Por Ricardo Leitão, em artigo enviado ao blog de Jamildo Não bastasse a volta da dengue, ressurge outra praga: evocando o lema fascista “Deus, pátria, família e liberdade”, Jair Bolsonaro convocou manifestação, no próximo domingo, em São Paulo, “em defesa do nosso Estado Democrático de Direito”.
Pede que todos vistam verde-amarelo, o que demonstra pouca memória.
Apelo igual foi feito pelo ex-presidente Fernando Collor, em 1992, tentando escapar do impeachment.
Uma multidão foi às ruas, é verdade, mas todos vestiram preto, simbolizando o luto nacional em protesto contra a corrupção no governo do “caçador de marajás”.
No caso de Bolsonaro, a questão não é um impeachment, mas a prisão.
Acumulam-se evidências, nas investigações da Polícia Federal, de que o ex-presidente participou, com todo destaque, da articulação de um golpe de Estado para derrubar Luiz Inácio Lula da Silva da Presidência da República.

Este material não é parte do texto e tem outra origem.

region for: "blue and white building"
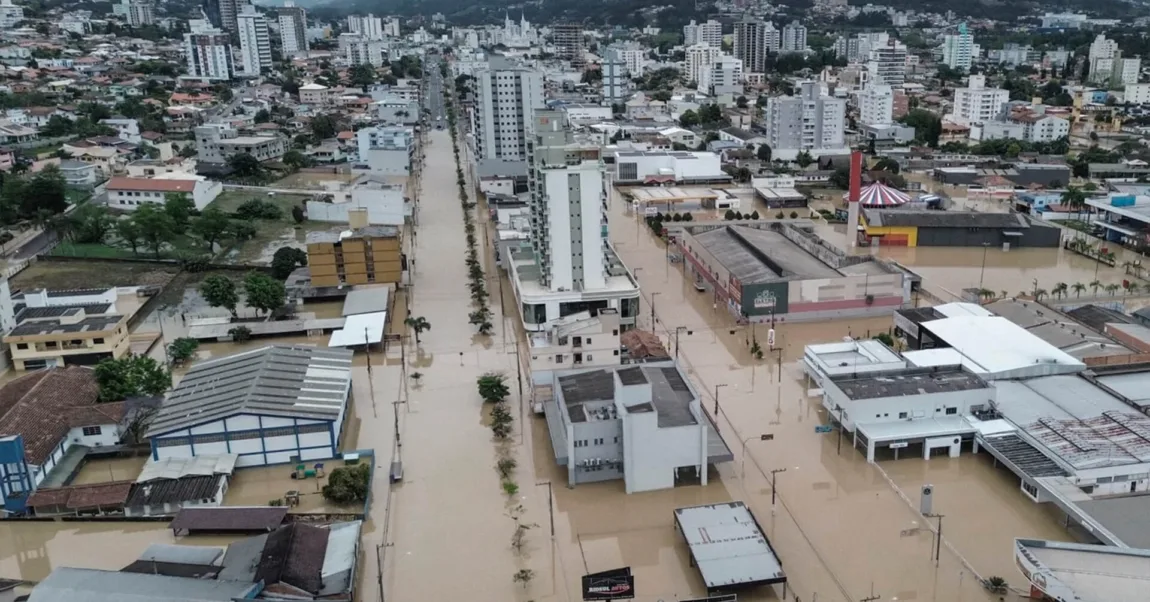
[147,345,352,466]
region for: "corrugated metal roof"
[148,345,352,437]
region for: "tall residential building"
[867,39,906,87]
[600,47,630,106]
[955,75,1010,125]
[779,21,810,52]
[184,20,236,81]
[942,23,978,71]
[699,54,743,96]
[859,84,895,125]
[277,1,311,56]
[0,0,24,29]
[683,44,722,90]
[474,56,545,161]
[551,23,583,69]
[347,14,383,39]
[764,82,846,159]
[204,0,247,33]
[683,18,722,48]
[733,18,780,74]
[236,5,271,77]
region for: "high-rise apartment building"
[764,82,846,159]
[236,5,271,77]
[474,56,545,161]
[347,14,383,39]
[733,18,780,74]
[867,39,906,87]
[859,84,895,125]
[953,75,1010,125]
[779,21,810,52]
[277,1,311,56]
[551,23,583,69]
[599,47,630,106]
[683,44,722,90]
[683,18,722,48]
[942,23,978,71]
[184,20,235,82]
[204,0,242,33]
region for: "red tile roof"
[107,176,196,192]
[0,366,125,464]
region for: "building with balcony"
[505,111,639,332]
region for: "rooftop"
[693,226,841,285]
[675,502,787,589]
[1014,539,1150,602]
[148,345,352,437]
[831,367,990,401]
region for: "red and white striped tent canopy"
[843,182,911,207]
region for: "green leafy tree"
[200,274,239,318]
[163,192,196,234]
[271,246,307,280]
[130,203,176,259]
[168,337,200,364]
[95,355,171,402]
[244,272,288,313]
[192,207,231,252]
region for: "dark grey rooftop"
[695,226,842,285]
[831,368,991,399]
[148,345,352,437]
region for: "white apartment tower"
[955,75,1010,125]
[347,15,383,39]
[475,56,545,161]
[278,1,311,56]
[699,54,743,96]
[184,20,236,82]
[859,83,895,125]
[684,44,722,90]
[528,111,607,292]
[779,21,810,52]
[867,38,906,87]
[683,18,722,48]
[942,23,978,71]
[764,82,846,160]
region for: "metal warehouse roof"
[675,502,787,590]
[148,345,352,437]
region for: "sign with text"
[583,566,635,600]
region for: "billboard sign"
[583,566,635,600]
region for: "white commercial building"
[764,82,846,160]
[355,127,415,176]
[474,56,545,161]
[683,18,722,48]
[953,75,1010,125]
[278,1,311,56]
[543,361,734,494]
[1122,84,1150,105]
[942,23,979,71]
[859,84,895,125]
[683,44,722,84]
[698,54,743,96]
[184,20,235,81]
[147,345,352,466]
[508,111,638,332]
[236,5,271,77]
[779,21,811,53]
[347,14,386,40]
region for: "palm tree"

Nela contou com o apoio de ex-ministros de seu desgoverno; generais de quatro estrelas; comandantes das Forças Armadas; e assessores diretos.
No dia 30 de dezembro de 2022, a bordo do avião presidencial, fugiu para os Estados Unidos (para onde já enviara R$ 800 mil).
Lá aguardou os desdobramentos dos atentados bolsonaristas do 8 de janeiro.
A prisão de Jair Bolsonaro será a culminância de uma extensa folha corrida golpista.
Ao longo de seu mandato, o ex-presidente questionou a segurança das urnas eletrônicas e a validade do Tribunal Superior Eleitoral (TSE); agrediu com palavrões os ministros do Supremo Tribunal Federal (STF); discursou a favor de bolsonaristas que exigiam a volta da ditadura militar; no 7 de setembro de 2021 e 2022, ao se dirigir a multidões em Brasília e em São Paulo, colocou em dúvida a realização das eleições; exigiu o voto impresso e chegou a convocar embaixadores para denunciar “a fragilidade do sistema eleitoral brasileiro”.
Por trás do vociferar de Bolsonaro, tramava-se no Palácio do Planalto (onde trabalhava) e no Palácio da Alvorada (onde residia), a maior conspiração golpista desde o fim da ditadura militar, em 1985.
Estava organizada em seis núcleos operacionais, desde disparos de milhares de fake news à pressão sobre oficiais graduados para que aderissem ao golpe.
Tudo isso, como é absolutamente evidente, com o pleno conhecimento e a operosa participação de Bolsonaro.
O golpe fracassou, e milhares de bolsonaristas que vandalizaram as sedes do Executivo, do Legislativo e do Judiciário foram presos.
Contudo, questões e providências pairam no ar: além dos vândalos “pé de chinelo”, por que até agora nenhum conspirador de alto coturno foi preso?
Por que golpistas chegaram a ser promovidos para comandos importantes?
As lideranças das Forças Armadas tentaram abafar o escândalo e salvar a imagem da “família fardada”?São perguntas duras que exigem respostas firmes, em benefício da reconexão dos militares com os brasileiros e da sobrevivência da retomada da democracia nesse País cansado de golpes.
Jair Bolsonaro tem o direito de convocar seus seguidores para defendê-lo das acusações que, segundo ele, “não passam de perseguição política”.
Sabe bem o risco que está correndo.
Caso seja processado e condenado pelos crimes de tentativa de golpe de Estado, tentativa de abolição do Estado Democrático de Direito e associação criminosa, poderá ficar inelegível por mais de 30 anos. É o que estabelece a Lei de Defesa da Democracia, sancionada pelo próprio ex-presidente, em setembro de 2021.
Interessante será observar, na manifestação do próximo domingo, quem, entre os bolsonaristas mais graduados, apontados como seus sucessores, estará ao seu lado no palanque: Tarcísio de Freitas, governador de São Paulo; Romeu Zema, governador de Minas Gerais ou Cláudio de Castro, governador do Rio de Janeiro ?
Os três, dois, um ou nenhum?
Quantos senadores, deputados federais e prefeitos de capitais?
Será um termômetro importante para avaliar a saúde política do ex-presidente neste momento e suas possibilidades de recuperação.
Ou não.
A sucessão de ações golpistas que Bolsonaro liderou e articulou, desde sua posse na presidência da República, não foi episódica, como um raio em céu azul.
As dezenas de ações foram planejadas e financiadas com apoio de quadros militares e civis, distribuídos por todas as regiões do País.
Eles estão por aí, ainda protegidos pela conivência do silêncio. É essencial trazê-los à luz.